More than half (55 percent) of the respondents indicated they will “never” stop sponsoring employee health plans in favor of giving employees money to buy coverage through a private exchange. Just 5 percent – this number syncs with other surveys – say they already use a private exchange to provide employees’ health benefits. About 8 percent say they’ll consider moving within the next three years.
It remains to be seen whether private exchanges can outperform conventional self-funding arrangements over time. New data from private exchanges – see here and here – claim 5-plus percent health plan cost savings, but we don’t know whether those numbers will be seen across the sector, or whether they’ll be sustainable.
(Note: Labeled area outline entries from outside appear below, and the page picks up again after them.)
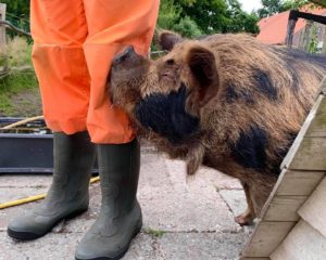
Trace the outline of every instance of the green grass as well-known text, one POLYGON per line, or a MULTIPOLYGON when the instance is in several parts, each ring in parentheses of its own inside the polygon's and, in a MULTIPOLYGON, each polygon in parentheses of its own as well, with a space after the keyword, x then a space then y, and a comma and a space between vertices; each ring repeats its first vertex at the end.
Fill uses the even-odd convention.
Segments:
POLYGON ((1 72, 9 74, 0 76, 0 115, 11 116, 15 114, 15 95, 22 92, 33 91, 38 82, 33 70, 32 46, 25 38, 15 37, 0 49, 1 72), (15 70, 22 67, 30 67, 27 70, 15 70))

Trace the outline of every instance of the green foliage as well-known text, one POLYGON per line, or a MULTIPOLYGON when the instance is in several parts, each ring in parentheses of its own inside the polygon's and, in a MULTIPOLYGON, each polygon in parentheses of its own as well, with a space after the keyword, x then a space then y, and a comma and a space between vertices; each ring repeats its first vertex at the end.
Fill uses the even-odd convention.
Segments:
POLYGON ((174 3, 174 0, 163 0, 160 4, 158 25, 164 29, 172 29, 180 20, 181 10, 174 3))
POLYGON ((172 29, 187 38, 198 37, 203 34, 196 22, 189 16, 181 18, 178 24, 173 26, 172 29))
POLYGON ((238 0, 228 0, 227 16, 228 23, 225 26, 227 32, 259 32, 259 17, 255 13, 248 14, 241 9, 238 0))
POLYGON ((255 13, 238 0, 162 0, 158 26, 192 38, 214 32, 259 32, 255 13))
POLYGON ((1 0, 7 4, 7 12, 15 15, 17 18, 29 21, 29 1, 27 0, 1 0))
POLYGON ((262 0, 263 8, 258 10, 258 15, 263 18, 288 10, 298 10, 303 5, 315 6, 309 0, 262 0))
POLYGON ((32 68, 32 47, 25 38, 15 37, 0 50, 0 112, 11 115, 11 98, 25 90, 37 88, 37 79, 32 68), (17 68, 27 69, 17 69, 17 68))
POLYGON ((0 66, 32 66, 30 53, 32 46, 27 42, 26 38, 14 37, 13 39, 9 39, 8 44, 0 50, 0 66))
MULTIPOLYGON (((5 20, 14 26, 29 31, 29 1, 26 0, 1 0, 7 4, 5 20)), ((15 34, 8 31, 11 37, 15 34)))

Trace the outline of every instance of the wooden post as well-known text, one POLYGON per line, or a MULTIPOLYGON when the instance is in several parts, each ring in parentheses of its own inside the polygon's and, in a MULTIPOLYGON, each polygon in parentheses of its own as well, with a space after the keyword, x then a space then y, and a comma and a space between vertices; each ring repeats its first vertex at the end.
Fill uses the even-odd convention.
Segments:
POLYGON ((323 30, 323 49, 322 53, 326 53, 326 26, 324 25, 324 30, 323 30))
MULTIPOLYGON (((0 21, 5 21, 5 10, 7 10, 7 4, 5 3, 0 3, 0 21)), ((5 25, 2 25, 0 27, 0 48, 5 46, 7 40, 5 40, 5 25)))

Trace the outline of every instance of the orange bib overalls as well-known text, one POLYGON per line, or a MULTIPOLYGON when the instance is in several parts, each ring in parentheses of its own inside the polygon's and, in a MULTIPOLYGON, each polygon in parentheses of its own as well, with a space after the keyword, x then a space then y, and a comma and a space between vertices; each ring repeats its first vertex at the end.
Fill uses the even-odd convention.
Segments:
POLYGON ((128 117, 110 103, 108 74, 126 46, 149 52, 159 0, 30 3, 33 62, 48 127, 66 134, 87 129, 95 143, 131 141, 128 117))

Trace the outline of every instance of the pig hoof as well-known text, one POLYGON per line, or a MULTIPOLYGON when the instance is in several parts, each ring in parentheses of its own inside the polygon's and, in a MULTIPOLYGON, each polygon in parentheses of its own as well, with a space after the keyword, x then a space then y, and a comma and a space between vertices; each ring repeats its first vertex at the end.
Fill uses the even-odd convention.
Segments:
POLYGON ((248 216, 242 216, 239 214, 237 217, 235 217, 235 221, 239 224, 239 225, 252 225, 253 224, 253 218, 250 218, 248 216))

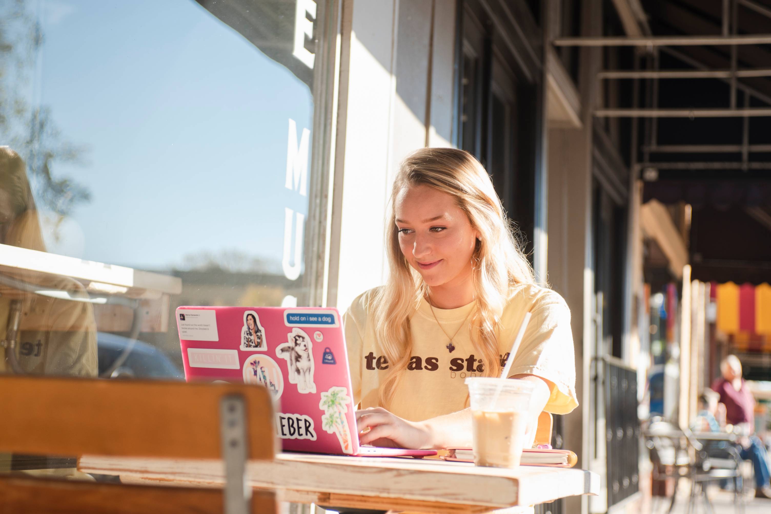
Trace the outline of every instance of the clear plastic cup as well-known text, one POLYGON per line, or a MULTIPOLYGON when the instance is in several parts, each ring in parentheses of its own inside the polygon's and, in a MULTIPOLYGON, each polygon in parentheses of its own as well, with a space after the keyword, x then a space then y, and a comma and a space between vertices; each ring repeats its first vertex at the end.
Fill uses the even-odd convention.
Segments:
POLYGON ((474 464, 497 468, 520 465, 530 399, 535 386, 524 380, 470 377, 474 464))

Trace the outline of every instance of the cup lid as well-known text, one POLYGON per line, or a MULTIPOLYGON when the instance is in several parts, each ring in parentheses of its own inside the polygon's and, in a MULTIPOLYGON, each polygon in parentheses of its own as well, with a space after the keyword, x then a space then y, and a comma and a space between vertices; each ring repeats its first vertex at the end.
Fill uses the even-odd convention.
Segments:
POLYGON ((466 386, 481 386, 482 387, 500 387, 507 391, 532 392, 535 384, 527 380, 517 379, 500 379, 495 376, 470 376, 464 382, 466 386))

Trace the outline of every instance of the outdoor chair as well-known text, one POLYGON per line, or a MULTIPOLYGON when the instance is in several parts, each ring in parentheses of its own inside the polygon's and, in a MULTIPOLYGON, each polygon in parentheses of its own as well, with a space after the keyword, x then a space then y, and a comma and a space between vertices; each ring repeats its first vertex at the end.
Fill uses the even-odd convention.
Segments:
POLYGON ((222 459, 226 477, 196 489, 0 475, 0 513, 275 514, 274 492, 244 479, 247 459, 274 457, 271 402, 255 386, 0 375, 0 452, 222 459))
POLYGON ((675 507, 678 486, 682 478, 691 481, 689 512, 695 512, 699 496, 708 512, 712 512, 712 505, 705 486, 711 482, 722 480, 733 482, 735 511, 743 512, 742 459, 729 435, 721 439, 719 433, 710 434, 711 439, 714 438, 714 440, 699 440, 699 436, 688 429, 681 430, 672 422, 654 418, 645 431, 645 436, 653 463, 653 479, 675 479, 668 512, 675 507))

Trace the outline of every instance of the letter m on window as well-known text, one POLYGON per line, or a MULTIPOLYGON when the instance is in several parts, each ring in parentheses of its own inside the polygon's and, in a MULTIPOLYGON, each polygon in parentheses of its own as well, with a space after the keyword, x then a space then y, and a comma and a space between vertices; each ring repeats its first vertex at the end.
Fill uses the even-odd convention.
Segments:
POLYGON ((297 144, 297 123, 289 118, 289 137, 287 144, 287 182, 288 189, 298 191, 303 196, 308 195, 308 145, 311 131, 302 129, 300 144, 297 144))

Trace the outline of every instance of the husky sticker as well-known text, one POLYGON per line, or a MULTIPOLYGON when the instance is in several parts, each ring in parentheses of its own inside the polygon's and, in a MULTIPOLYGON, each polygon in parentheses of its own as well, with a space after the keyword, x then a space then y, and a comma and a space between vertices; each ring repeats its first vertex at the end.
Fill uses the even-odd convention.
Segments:
POLYGON ((324 411, 322 416, 322 428, 328 434, 335 434, 340 442, 343 453, 353 453, 351 431, 348 428, 348 405, 351 398, 346 394, 345 387, 332 387, 326 392, 322 392, 322 400, 318 408, 324 411))
POLYGON ((316 392, 313 382, 313 346, 305 330, 297 327, 292 329, 291 332, 287 334, 287 342, 276 348, 276 355, 286 359, 289 382, 297 385, 298 392, 316 392))
POLYGON ((244 313, 244 327, 241 329, 242 350, 264 351, 268 349, 265 342, 265 329, 260 325, 260 317, 254 311, 244 313))

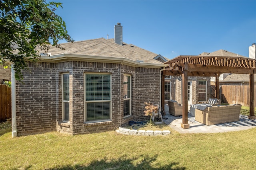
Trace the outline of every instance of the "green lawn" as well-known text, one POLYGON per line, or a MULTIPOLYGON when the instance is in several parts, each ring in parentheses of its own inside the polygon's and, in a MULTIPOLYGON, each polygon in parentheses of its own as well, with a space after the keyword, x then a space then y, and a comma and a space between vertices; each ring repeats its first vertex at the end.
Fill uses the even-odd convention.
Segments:
POLYGON ((256 128, 138 136, 114 131, 0 136, 0 169, 255 169, 256 128))
POLYGON ((70 136, 54 132, 13 139, 6 132, 0 136, 0 169, 256 169, 256 128, 185 134, 167 126, 143 128, 148 128, 169 129, 171 134, 130 136, 112 131, 70 136))

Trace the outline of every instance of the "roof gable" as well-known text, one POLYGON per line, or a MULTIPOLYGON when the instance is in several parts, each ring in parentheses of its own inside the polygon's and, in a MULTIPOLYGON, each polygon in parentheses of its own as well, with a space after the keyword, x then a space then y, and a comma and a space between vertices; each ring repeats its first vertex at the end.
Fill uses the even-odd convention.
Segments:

Analyst and former health insurance executive Robert Laszewski has been openly skeptical, arguing that these structures do little to make health care cost less and much to make it cost more. In addition to the added costs of state mandates and risk management that individual, fully insured plans must deal with, individual products have higher health plan “expense factors,” meaning the costs of handling an individual an individual rather than a group policy. He notes:
Individual products operate on an expense factor of as much as 20 percent and small group plans as much as 15 percent. Moving away from self-insurance and to an individual choice platform will increase the expense factor leaving the employee less money for benefits.
There are other issues as well. While, admittedly, employer and union health plan sponsors have not, as a whole, been assertive health care purchasers in the past, they represent powerful market potential to reward organizations that deliver high value and withhold that support from those that do not. The US’ regulatory environment has effectively been “captured” by the health care industry, and a steady stream of information has made it clear that our health care delivery and finance systems are characterized by excesses that make our costs double those of other developed nations. One important question is whether, by moving the center of health care power from group to individual purchasers, we abrogate our ability to push back effectively against a health care industry already pre-disposed to excess.
I cannot explain why the NBCH/Benz survey results suggest much lower purchaser inclination to move to private exchanges. But they raise the possibility that there is an alternative view of what is possible in health care, and that self-funding and a willingness to continue trying to control the health care value monster remains alive and vibrant.